Saturday, April 2, 2011

Just like any other normal fruit

 Before reading any further close your eyes and picture a normal fruit.

The most normal fruit for me coming from Estonia would probably be an apple, followed by plums, pears and many different kinds of the above mentioned fruits, but that’s about it with the fruits that grow on the trees. Normal for me are also berries from the garden or forest: strawberries, blackberries, different colour currents, raspberries. My dad is also growing grapes in a greenhouse quite successfully for a few years now and is trying his hand with melons and watermelons…less successfully so far. (I need to wiki to be absolutely sure if melons are actually fruits or rather vegetables.)

I had the pleasure to try the Brasilian “goiabada” today. Goiabada is like sweet jelly, hard enough that one has to cut it with a knife. It is made of guava fruit (or goiaba in Portuguese). It has a skin and flesh with some seeds inside. The normal way to eat it is to take the fruit, break the fruit or cut the skin and eat what is inside.
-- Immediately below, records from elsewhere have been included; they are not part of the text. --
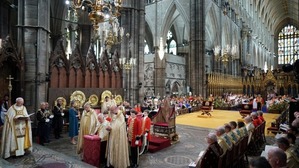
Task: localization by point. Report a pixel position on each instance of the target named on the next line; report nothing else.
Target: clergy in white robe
(88, 125)
(16, 135)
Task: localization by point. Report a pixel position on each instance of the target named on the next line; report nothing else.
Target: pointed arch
(211, 28)
(169, 18)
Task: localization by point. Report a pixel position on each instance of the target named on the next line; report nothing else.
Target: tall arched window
(171, 44)
(288, 45)
(146, 48)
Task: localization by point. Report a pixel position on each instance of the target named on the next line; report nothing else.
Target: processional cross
(9, 89)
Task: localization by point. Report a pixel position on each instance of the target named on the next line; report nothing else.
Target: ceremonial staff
(9, 89)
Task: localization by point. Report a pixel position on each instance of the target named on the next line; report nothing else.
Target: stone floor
(62, 154)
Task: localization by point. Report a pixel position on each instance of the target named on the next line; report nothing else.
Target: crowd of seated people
(229, 138)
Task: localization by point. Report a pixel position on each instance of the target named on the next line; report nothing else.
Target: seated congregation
(231, 144)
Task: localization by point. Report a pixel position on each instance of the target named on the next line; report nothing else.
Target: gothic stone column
(133, 20)
(33, 38)
(196, 65)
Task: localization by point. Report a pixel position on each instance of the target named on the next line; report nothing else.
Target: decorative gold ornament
(78, 97)
(104, 94)
(118, 99)
(93, 100)
(63, 101)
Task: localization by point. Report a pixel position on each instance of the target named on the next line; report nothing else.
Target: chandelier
(103, 15)
(127, 64)
(227, 53)
(161, 49)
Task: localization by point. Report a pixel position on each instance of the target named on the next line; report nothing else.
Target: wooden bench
(282, 118)
(206, 108)
(164, 120)
(246, 109)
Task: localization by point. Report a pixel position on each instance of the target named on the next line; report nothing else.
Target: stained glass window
(288, 45)
(171, 44)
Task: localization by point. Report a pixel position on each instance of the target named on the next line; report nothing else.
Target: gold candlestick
(9, 89)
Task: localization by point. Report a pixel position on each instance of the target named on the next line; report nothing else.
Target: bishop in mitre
(107, 104)
(117, 147)
(16, 135)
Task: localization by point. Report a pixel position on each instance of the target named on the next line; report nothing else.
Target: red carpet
(158, 143)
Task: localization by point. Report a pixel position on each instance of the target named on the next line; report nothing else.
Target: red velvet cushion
(161, 124)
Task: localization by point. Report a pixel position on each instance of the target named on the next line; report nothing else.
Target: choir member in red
(134, 137)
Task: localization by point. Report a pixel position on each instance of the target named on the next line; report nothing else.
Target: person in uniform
(58, 119)
(146, 127)
(42, 119)
(3, 110)
(88, 125)
(49, 115)
(103, 134)
(74, 114)
(134, 137)
(16, 135)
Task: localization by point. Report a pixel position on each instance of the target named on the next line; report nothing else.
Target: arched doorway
(10, 64)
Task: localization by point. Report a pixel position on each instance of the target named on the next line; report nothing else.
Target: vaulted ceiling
(276, 14)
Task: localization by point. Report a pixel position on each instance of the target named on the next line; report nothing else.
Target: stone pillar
(249, 48)
(159, 77)
(33, 38)
(133, 20)
(196, 66)
(244, 47)
(85, 39)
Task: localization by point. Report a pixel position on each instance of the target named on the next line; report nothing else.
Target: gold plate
(93, 100)
(78, 97)
(118, 99)
(104, 94)
(63, 101)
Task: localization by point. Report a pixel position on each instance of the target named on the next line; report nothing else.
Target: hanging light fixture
(103, 15)
(161, 49)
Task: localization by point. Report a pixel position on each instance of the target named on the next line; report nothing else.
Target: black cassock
(57, 120)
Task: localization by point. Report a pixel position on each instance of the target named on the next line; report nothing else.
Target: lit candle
(121, 31)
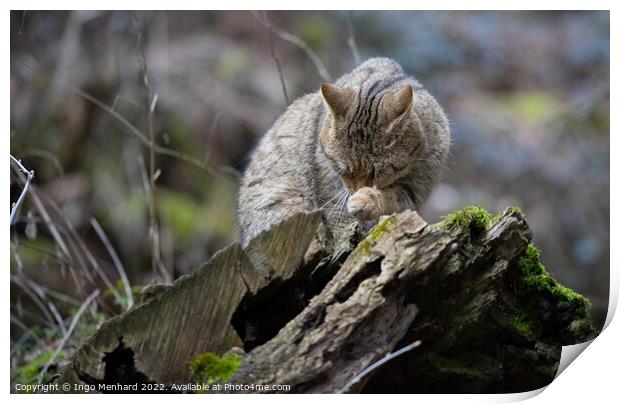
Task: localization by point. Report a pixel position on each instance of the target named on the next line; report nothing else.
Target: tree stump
(313, 313)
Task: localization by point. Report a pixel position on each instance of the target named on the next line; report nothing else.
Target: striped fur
(373, 143)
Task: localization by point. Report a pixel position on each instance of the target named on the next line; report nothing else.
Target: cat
(371, 144)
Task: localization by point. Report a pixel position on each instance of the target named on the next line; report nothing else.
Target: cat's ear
(337, 99)
(396, 104)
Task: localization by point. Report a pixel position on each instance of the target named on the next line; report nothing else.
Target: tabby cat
(371, 144)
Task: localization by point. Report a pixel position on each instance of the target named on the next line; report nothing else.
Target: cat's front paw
(364, 204)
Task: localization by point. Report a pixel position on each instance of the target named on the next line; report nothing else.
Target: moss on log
(313, 313)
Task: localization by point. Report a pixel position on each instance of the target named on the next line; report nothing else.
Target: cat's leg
(263, 208)
(368, 203)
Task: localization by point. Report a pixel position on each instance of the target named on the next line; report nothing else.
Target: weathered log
(470, 288)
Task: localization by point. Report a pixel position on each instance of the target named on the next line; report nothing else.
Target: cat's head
(370, 141)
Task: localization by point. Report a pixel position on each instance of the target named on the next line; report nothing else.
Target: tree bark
(313, 313)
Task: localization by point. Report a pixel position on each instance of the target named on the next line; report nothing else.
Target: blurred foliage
(527, 94)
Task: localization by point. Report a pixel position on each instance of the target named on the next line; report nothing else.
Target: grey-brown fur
(366, 146)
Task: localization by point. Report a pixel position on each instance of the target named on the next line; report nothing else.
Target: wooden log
(312, 315)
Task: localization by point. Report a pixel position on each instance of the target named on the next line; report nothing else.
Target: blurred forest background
(527, 94)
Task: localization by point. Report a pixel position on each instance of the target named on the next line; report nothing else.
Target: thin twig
(74, 322)
(351, 39)
(117, 262)
(287, 36)
(378, 363)
(216, 120)
(274, 56)
(29, 176)
(127, 125)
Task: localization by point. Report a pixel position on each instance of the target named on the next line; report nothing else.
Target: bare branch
(379, 363)
(74, 322)
(149, 103)
(351, 39)
(128, 125)
(274, 56)
(287, 36)
(29, 176)
(117, 262)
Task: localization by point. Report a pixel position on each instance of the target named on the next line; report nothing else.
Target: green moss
(210, 368)
(376, 233)
(514, 209)
(534, 274)
(472, 218)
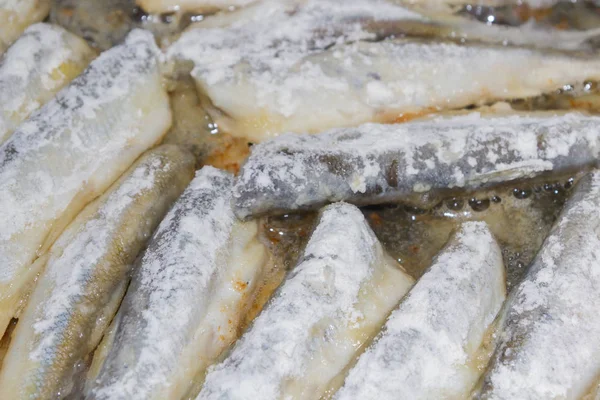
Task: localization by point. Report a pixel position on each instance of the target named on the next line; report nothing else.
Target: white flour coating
(427, 343)
(375, 162)
(40, 63)
(16, 15)
(307, 66)
(301, 339)
(81, 286)
(163, 6)
(170, 292)
(70, 150)
(550, 346)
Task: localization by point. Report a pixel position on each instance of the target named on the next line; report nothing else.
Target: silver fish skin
(39, 64)
(70, 151)
(86, 274)
(428, 343)
(549, 343)
(186, 298)
(377, 163)
(17, 15)
(260, 78)
(334, 300)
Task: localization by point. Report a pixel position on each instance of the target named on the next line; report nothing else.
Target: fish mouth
(392, 198)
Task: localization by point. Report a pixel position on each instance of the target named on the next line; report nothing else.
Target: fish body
(39, 64)
(86, 274)
(186, 299)
(70, 151)
(549, 338)
(348, 63)
(17, 15)
(377, 163)
(333, 302)
(428, 344)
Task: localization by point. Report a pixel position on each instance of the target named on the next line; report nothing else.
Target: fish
(427, 346)
(379, 163)
(38, 65)
(195, 6)
(549, 332)
(86, 274)
(308, 66)
(70, 151)
(331, 303)
(187, 297)
(17, 15)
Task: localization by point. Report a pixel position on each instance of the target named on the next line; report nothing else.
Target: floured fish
(17, 15)
(40, 63)
(197, 6)
(70, 150)
(428, 346)
(381, 163)
(550, 343)
(307, 66)
(186, 299)
(85, 277)
(332, 303)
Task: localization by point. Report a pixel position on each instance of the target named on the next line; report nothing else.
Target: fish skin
(428, 342)
(331, 303)
(549, 335)
(70, 151)
(186, 298)
(90, 263)
(17, 15)
(365, 61)
(377, 163)
(40, 63)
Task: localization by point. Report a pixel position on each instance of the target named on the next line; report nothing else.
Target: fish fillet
(69, 151)
(307, 66)
(381, 163)
(550, 344)
(85, 277)
(428, 345)
(17, 15)
(39, 64)
(186, 298)
(336, 298)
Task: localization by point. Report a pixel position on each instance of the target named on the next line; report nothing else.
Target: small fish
(70, 151)
(17, 15)
(86, 275)
(335, 299)
(428, 344)
(377, 163)
(549, 338)
(186, 299)
(196, 6)
(347, 63)
(39, 64)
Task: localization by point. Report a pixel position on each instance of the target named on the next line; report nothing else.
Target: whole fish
(376, 163)
(335, 299)
(17, 15)
(186, 299)
(307, 66)
(549, 343)
(69, 151)
(86, 275)
(39, 64)
(428, 344)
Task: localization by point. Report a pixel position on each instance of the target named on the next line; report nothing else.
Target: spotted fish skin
(549, 338)
(377, 163)
(85, 277)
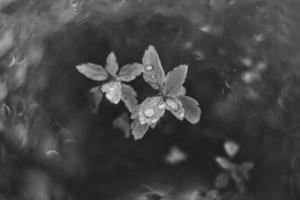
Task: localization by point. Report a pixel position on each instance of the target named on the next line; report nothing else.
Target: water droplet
(152, 76)
(162, 106)
(149, 112)
(154, 121)
(148, 67)
(172, 104)
(181, 115)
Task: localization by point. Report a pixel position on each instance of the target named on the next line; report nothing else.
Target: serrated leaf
(192, 112)
(222, 180)
(153, 74)
(175, 80)
(111, 64)
(138, 129)
(92, 71)
(130, 72)
(151, 110)
(175, 107)
(245, 168)
(96, 97)
(122, 122)
(129, 97)
(112, 91)
(225, 164)
(231, 148)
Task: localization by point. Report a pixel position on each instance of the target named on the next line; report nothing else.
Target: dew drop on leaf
(172, 104)
(149, 112)
(148, 67)
(231, 148)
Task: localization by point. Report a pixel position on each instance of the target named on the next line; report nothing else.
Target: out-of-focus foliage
(243, 58)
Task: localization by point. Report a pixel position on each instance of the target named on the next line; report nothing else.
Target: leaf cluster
(170, 90)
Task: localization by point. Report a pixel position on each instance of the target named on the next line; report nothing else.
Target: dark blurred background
(243, 58)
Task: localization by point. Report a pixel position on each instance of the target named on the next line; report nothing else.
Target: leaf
(222, 180)
(130, 72)
(138, 129)
(129, 97)
(192, 112)
(175, 80)
(151, 110)
(122, 123)
(93, 71)
(225, 164)
(175, 107)
(238, 180)
(96, 97)
(245, 168)
(113, 91)
(3, 90)
(153, 74)
(231, 148)
(112, 64)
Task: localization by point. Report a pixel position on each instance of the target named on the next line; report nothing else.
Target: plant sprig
(171, 92)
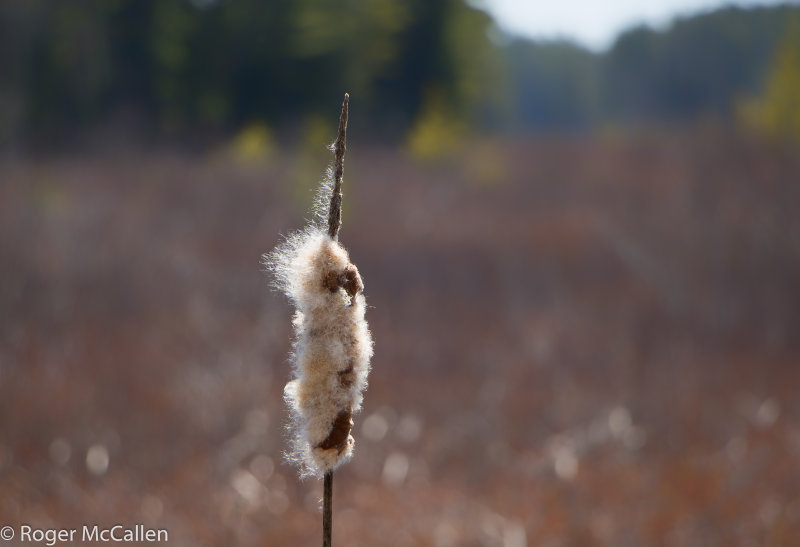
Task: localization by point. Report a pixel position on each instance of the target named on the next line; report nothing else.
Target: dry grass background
(579, 342)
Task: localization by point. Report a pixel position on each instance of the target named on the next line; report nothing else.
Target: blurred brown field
(579, 341)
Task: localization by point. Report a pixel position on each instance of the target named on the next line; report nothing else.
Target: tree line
(197, 68)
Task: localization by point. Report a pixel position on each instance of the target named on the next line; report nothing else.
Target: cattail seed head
(332, 346)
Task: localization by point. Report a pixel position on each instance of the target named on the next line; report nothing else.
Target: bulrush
(333, 345)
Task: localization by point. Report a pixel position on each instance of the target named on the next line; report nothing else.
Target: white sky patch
(591, 23)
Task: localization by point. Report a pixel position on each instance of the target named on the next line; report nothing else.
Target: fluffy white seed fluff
(332, 347)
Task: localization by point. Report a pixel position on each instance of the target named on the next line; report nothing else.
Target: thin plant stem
(334, 223)
(339, 147)
(327, 509)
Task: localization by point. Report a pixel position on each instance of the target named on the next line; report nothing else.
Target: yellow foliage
(777, 112)
(253, 143)
(436, 133)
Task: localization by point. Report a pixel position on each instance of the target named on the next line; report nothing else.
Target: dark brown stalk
(334, 223)
(335, 214)
(327, 509)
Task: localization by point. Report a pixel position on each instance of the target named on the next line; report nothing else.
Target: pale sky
(594, 23)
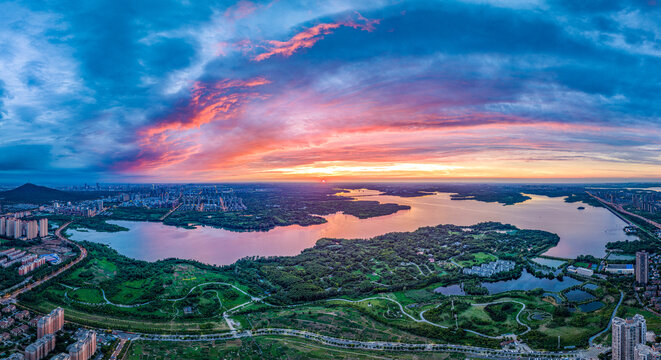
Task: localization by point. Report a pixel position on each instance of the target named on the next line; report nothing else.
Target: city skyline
(289, 90)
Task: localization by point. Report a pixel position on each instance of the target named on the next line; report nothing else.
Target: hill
(35, 194)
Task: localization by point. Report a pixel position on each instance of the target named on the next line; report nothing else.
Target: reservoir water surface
(581, 231)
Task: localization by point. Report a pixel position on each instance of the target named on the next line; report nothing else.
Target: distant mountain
(35, 194)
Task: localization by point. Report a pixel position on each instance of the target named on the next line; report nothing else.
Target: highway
(365, 345)
(615, 207)
(81, 256)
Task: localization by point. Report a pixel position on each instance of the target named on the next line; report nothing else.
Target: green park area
(270, 347)
(368, 290)
(475, 259)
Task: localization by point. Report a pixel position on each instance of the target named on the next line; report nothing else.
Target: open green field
(476, 259)
(339, 321)
(92, 296)
(270, 347)
(137, 325)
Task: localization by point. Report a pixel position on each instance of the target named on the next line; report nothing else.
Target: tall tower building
(627, 333)
(85, 347)
(50, 323)
(642, 267)
(32, 229)
(18, 228)
(43, 227)
(9, 229)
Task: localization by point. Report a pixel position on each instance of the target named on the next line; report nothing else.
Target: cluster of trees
(341, 267)
(499, 312)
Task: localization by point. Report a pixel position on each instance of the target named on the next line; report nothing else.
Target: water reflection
(529, 282)
(581, 232)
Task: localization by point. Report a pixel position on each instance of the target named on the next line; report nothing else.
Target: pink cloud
(308, 37)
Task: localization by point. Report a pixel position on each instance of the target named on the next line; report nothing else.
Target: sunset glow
(283, 91)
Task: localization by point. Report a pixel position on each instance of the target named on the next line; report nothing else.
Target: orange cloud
(308, 37)
(169, 141)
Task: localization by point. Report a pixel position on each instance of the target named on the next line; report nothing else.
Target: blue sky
(222, 91)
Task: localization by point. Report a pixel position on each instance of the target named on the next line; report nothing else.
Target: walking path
(364, 345)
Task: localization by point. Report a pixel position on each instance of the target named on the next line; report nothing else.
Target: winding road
(610, 322)
(56, 273)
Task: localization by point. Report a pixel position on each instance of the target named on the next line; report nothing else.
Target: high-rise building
(50, 323)
(642, 267)
(62, 356)
(9, 227)
(85, 347)
(18, 228)
(32, 229)
(644, 352)
(627, 333)
(43, 227)
(40, 348)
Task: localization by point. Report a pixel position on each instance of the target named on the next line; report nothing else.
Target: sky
(212, 91)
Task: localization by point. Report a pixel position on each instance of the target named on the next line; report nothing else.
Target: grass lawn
(93, 296)
(138, 325)
(340, 321)
(478, 259)
(262, 347)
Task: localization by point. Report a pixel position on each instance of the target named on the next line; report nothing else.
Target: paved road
(621, 209)
(517, 315)
(118, 349)
(365, 345)
(81, 256)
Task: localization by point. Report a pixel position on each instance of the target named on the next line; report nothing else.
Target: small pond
(450, 290)
(528, 281)
(591, 286)
(548, 262)
(578, 296)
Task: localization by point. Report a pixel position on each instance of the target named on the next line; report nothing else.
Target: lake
(527, 281)
(581, 232)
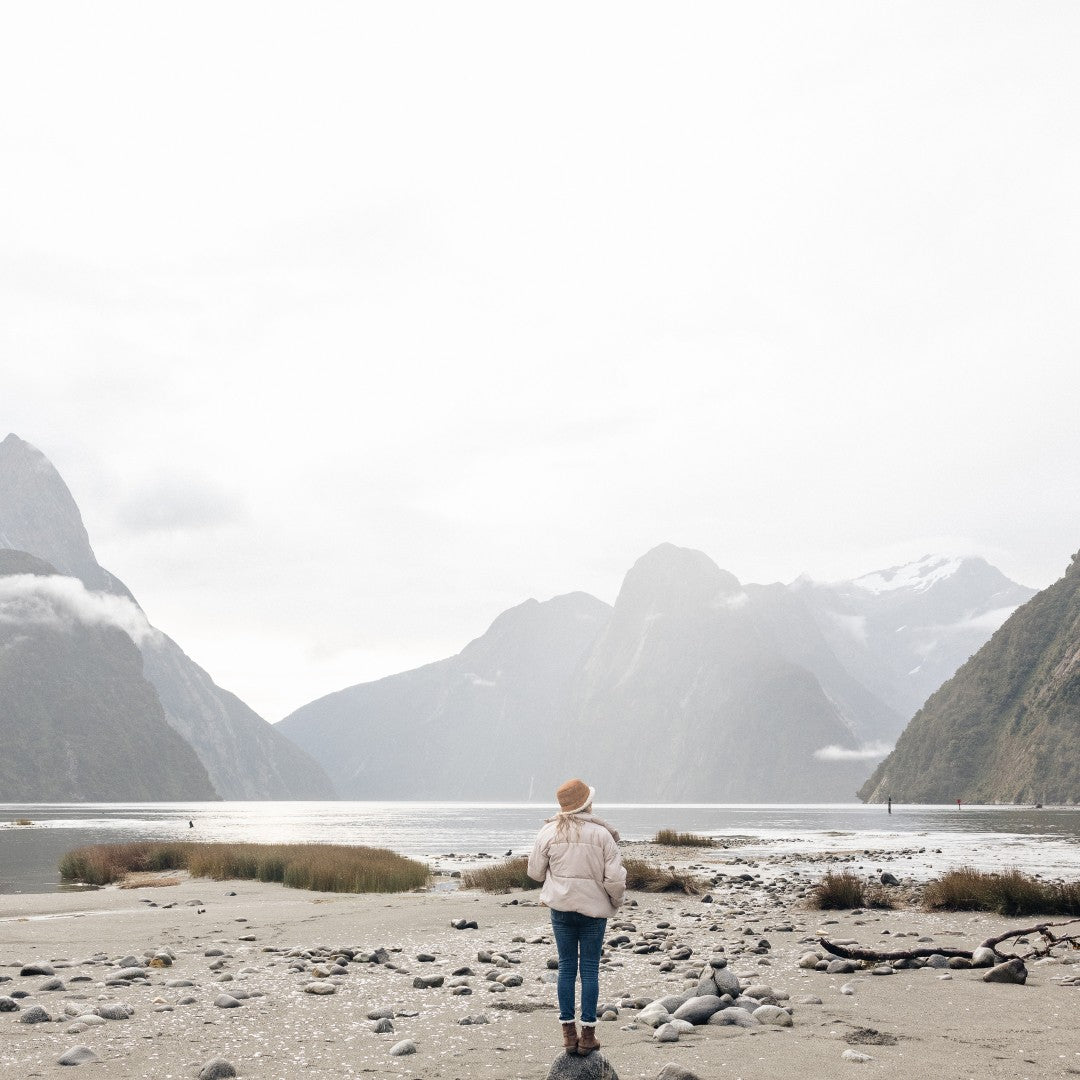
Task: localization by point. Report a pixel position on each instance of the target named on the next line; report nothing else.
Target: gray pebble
(77, 1055)
(217, 1068)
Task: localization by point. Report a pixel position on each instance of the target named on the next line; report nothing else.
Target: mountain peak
(919, 576)
(670, 576)
(38, 514)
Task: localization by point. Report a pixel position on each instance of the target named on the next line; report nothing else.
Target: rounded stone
(77, 1055)
(217, 1068)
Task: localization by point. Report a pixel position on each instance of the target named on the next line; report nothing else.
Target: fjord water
(928, 838)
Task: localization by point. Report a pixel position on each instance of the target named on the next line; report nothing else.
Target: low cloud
(871, 752)
(62, 603)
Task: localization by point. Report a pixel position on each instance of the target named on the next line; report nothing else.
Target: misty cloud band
(62, 603)
(872, 752)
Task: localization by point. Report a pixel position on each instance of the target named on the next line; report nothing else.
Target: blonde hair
(567, 824)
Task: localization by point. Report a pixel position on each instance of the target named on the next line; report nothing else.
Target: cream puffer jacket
(581, 871)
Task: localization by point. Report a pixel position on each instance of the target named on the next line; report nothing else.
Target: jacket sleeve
(538, 861)
(615, 873)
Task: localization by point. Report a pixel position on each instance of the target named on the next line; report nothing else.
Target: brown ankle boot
(588, 1042)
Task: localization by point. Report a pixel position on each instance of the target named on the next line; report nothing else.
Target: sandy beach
(245, 940)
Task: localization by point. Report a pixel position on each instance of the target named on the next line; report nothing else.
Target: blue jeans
(578, 936)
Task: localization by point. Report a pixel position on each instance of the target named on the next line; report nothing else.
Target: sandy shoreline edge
(931, 1026)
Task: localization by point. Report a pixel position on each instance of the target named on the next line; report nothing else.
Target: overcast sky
(351, 325)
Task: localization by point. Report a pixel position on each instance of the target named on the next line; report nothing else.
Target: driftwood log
(1050, 941)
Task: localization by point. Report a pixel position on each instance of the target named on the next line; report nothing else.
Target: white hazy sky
(352, 324)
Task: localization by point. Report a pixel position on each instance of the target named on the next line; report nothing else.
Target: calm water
(1045, 840)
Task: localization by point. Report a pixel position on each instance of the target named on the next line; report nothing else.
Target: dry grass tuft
(1009, 893)
(501, 877)
(321, 867)
(837, 891)
(673, 839)
(646, 876)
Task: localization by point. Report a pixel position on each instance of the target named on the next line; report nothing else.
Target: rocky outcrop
(78, 720)
(1006, 728)
(481, 724)
(245, 757)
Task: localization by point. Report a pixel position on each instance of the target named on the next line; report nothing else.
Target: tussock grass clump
(501, 877)
(322, 867)
(878, 896)
(836, 891)
(648, 877)
(673, 839)
(1008, 892)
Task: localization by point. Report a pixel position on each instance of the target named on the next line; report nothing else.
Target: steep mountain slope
(78, 720)
(1006, 728)
(782, 618)
(478, 725)
(683, 697)
(246, 757)
(903, 631)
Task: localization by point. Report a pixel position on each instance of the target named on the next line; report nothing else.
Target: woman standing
(576, 855)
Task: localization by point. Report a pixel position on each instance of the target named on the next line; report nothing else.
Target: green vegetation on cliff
(1006, 728)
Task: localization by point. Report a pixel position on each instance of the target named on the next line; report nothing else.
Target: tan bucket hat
(574, 795)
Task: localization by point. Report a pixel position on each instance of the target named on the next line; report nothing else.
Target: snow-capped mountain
(903, 631)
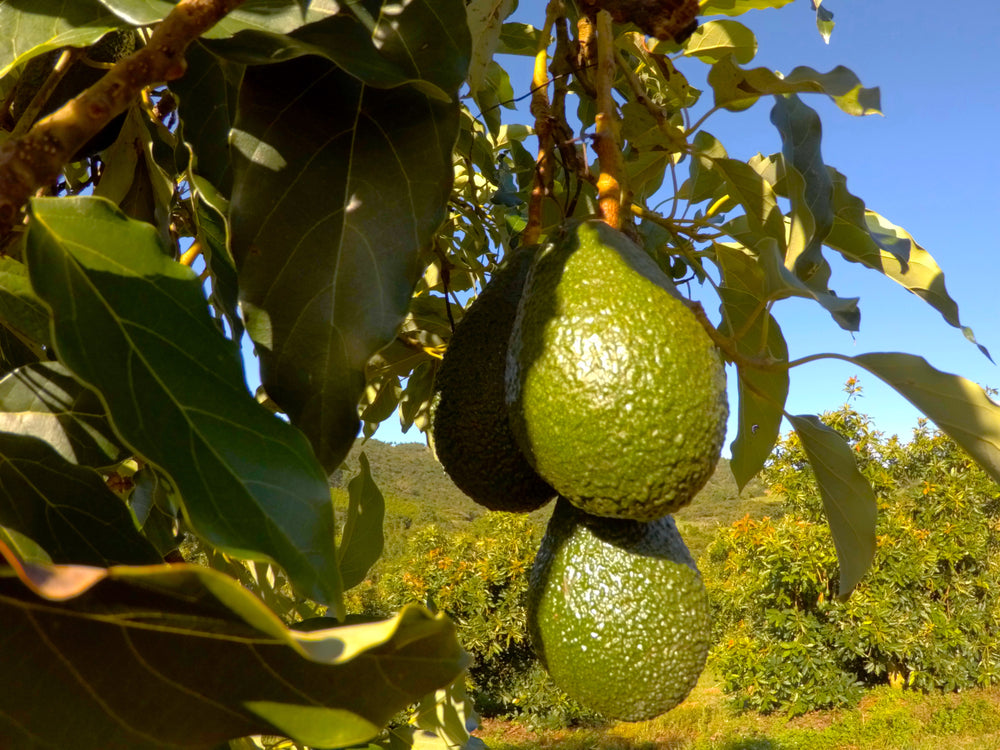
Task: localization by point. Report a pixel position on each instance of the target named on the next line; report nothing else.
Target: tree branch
(35, 159)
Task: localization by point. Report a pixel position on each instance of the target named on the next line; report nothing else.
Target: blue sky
(929, 165)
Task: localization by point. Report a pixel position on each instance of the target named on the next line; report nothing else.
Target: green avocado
(83, 74)
(469, 426)
(617, 395)
(618, 613)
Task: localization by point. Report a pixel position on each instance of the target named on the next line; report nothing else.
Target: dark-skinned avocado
(469, 425)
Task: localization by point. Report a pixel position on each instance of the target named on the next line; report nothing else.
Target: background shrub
(925, 616)
(478, 575)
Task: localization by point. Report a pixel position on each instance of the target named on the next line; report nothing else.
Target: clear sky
(929, 165)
In order to find out what a guava is and how to eat it it took me several probing questions to João who probably thought why all these stupid questions as “guava is like any other normal fruit”.
Now, it is obvious that normal things mean totally different things to different people. Wonderful!
This discussion raised another question in my head – Why do the southern fruits seem to be hidden under a skin or peel (think guavas, papayas, mangos, oranges, avocado, melons, etc, etc) whilst fruits in the northern climate you can just eat without needing to peel them? My theory is that in the north the fruit is yearning for the little sunshine and warmth it gets to become all juicy and sweet in a limited time and in the south the fruit has to protect itself from the heat not to dry out.

I wonder what a “normal fruit” would be for different people.

PS - Cheese (especially Minas cheese) and goiabada go hand in hand in Brasil just like Romeo and Juliette, a clown and the circus, love and kiss ... Listen to Adriana Calcanhotto "Fico assim sem voce" that talks about how one part of the couple feels without the other.
I can say that the goiabada tastes good also with other types of cheese. In Spain a typical marmelada, I believe it is made out of quince, is eaten with a white Burgos cheese - also delicious.